Dantrolene normalizes heightened Ca2+ influx in activated T cells from the familial Alzheimer's disease TgF344-AD rats

Aim

Dysregulation of the peripheral immune response contributes to Alzheimer's disease pathogenesis. Dantrolene, a negative allosteric modulator of ryanodine receptor types 1 and 3, reduces neurodegeneration in Alzheimer's disease animal models by an unclear mechanism. Given that Alzheimer's disease causative mutations in amyloid precursor and presenilin proteins interfere with intracellular Ca²⁺ signaling in neurons, we tested the hypotheses that these mutations may impair Ca²⁺ signaling in T lymphocytes and that dantrolene can repair this defect.

Methods

We explored cytosolic Ca²⁺ dynamics and effects of dantrolene sodium in resting and activated splenic T cells derived from adult transgenic TgF344-AD rats expressing mutant human "Swedish" amyloid precursor (APPsw) and presenilin 1 lacking exon 9 (PS1Δ9) proteins, and in control wild-type rats.

Results

We found no differences in the cytosolic Ca²⁺ signaling between resting T cells from TgF344-AD and control rats.
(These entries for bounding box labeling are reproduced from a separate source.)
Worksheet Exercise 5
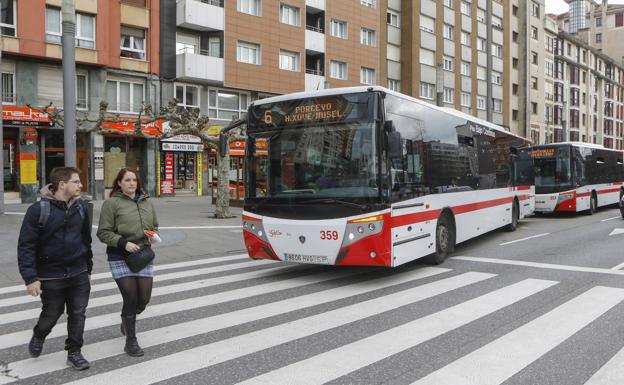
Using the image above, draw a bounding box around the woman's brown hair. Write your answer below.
[110,167,143,197]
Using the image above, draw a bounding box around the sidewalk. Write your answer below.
[0,196,245,287]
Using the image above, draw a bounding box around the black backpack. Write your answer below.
[39,199,85,230]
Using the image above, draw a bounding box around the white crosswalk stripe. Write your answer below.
[0,256,624,385]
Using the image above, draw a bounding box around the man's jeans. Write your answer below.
[33,271,91,353]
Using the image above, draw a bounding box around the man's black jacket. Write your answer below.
[17,195,93,285]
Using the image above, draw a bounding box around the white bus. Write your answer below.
[520,142,624,214]
[243,87,534,267]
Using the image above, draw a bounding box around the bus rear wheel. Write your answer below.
[425,214,455,265]
[505,199,520,232]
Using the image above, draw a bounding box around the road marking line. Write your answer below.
[412,286,624,385]
[0,260,270,308]
[0,270,360,350]
[0,254,249,294]
[499,233,550,246]
[56,273,493,385]
[0,265,290,325]
[451,257,624,275]
[0,267,456,384]
[234,279,557,385]
[585,342,624,385]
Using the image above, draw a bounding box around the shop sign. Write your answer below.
[102,116,163,136]
[162,142,204,152]
[161,134,201,143]
[2,106,54,128]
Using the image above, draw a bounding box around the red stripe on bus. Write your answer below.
[392,210,442,227]
[452,197,513,215]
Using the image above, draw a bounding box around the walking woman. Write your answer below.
[97,168,158,357]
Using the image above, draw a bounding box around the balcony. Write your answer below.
[305,26,325,53]
[176,49,225,85]
[176,0,225,31]
[305,70,325,91]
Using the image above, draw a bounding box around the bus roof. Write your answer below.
[251,86,531,142]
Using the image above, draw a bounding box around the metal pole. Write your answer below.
[0,38,3,215]
[62,0,76,167]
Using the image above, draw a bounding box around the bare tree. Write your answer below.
[29,99,245,218]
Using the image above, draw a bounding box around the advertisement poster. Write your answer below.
[160,152,174,195]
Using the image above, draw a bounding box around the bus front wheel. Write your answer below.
[425,214,455,265]
[505,199,520,232]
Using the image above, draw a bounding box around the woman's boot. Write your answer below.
[121,315,143,357]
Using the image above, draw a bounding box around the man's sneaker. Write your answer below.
[67,352,91,370]
[28,334,45,357]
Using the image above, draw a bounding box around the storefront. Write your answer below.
[2,106,54,200]
[101,117,162,196]
[159,135,204,196]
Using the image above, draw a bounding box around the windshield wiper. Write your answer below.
[297,198,369,211]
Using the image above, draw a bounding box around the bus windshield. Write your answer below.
[533,147,573,194]
[247,122,380,201]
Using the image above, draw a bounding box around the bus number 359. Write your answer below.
[321,230,338,241]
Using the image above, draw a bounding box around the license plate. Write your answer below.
[284,253,329,265]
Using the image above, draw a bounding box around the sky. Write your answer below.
[546,0,624,15]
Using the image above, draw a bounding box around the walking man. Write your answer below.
[17,167,93,370]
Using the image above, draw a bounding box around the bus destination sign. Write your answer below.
[530,147,557,158]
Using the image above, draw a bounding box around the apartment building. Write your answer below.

In contrast, amplitudes of caffeine-triggered calcium transients and store-operated Ca²⁺ entry were significantly larger in activated TgF344-AD rat T cells relative to wild-type rat T cells. Preincubation with dantrolene sodium reduced the amplitude and the rate of Ca²⁺ influx in activated TgF344-AD rat T cells in the absence of store refilling and after dissipation of inner mitochondrial membrane potential, indicating that it does not involve Ca²⁺ release via ryanodine receptors or mitochondrial Ca²⁺ uptake.

Conclusions

Expression of Alzheimer's disease risk genes upregulates the store-operated Ca²⁺ entry in T cells, which may alter peripheral immune responses and exacerbate Alzheimer's disease pathogenesis. We speculate that dantrolene's neuroprotective effect in Alzheimer's disease animal models may be due to its normalization of the peripheral T cells' Ca²⁺ signaling and functions.